UCISA Conference Day One (March 11) - Blackboard

Spent this morning in a workshop hosted by Blackboard on managed hosting. The issues around the participants from other Universities were around "extended hours" (which was referred to as 24x7 but under closer scrutiny this was too broad a term), overseas and international collaboration activities (and managing support for students on those programs), a specific about students based in China (accessing resources through firewalls etc). There was also a fair amount of debate about the total cost of ownership of providing services whether managed or not, including the capital and recurrent elements, and of course the people investment. One Institution has five people running the system infrastructure. Interesting that none have 5 nines SLAs (or SLAs at all).
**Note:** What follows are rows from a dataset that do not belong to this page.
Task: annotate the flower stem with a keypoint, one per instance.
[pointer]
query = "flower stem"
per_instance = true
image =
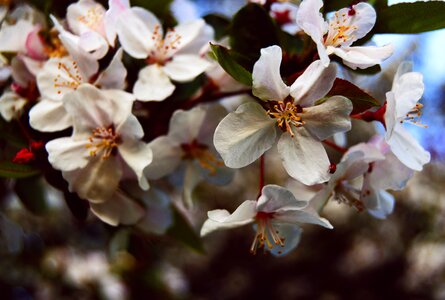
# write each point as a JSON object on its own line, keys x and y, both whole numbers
{"x": 261, "y": 181}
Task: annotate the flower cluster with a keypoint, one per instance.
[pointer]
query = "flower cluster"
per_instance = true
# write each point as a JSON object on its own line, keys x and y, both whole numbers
{"x": 127, "y": 107}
Quite a debate about the mission critical nature of VLEs. So how mission critical are they really? more important than email? more important than getting out to the internet? And if they are so important, our typical culture says if it's important we must keep control by doing it ourselves? The actual business case was coming down to other things like ensuring change is well managed, tested and resourced; difficulties managing a dynamic and interactive environment; finding at risk windows for rigorous test and changeover of systems; delivery of 99.7% SLAs with a guarantee etc. One unrelated snippet worth remembering: the hidden cost of JANET for campus students accessing managed hosting solutions – the recurrent annual osts of outsourcing e-mail were an additional £30k per annum (£30k to £60k) for one Insitution.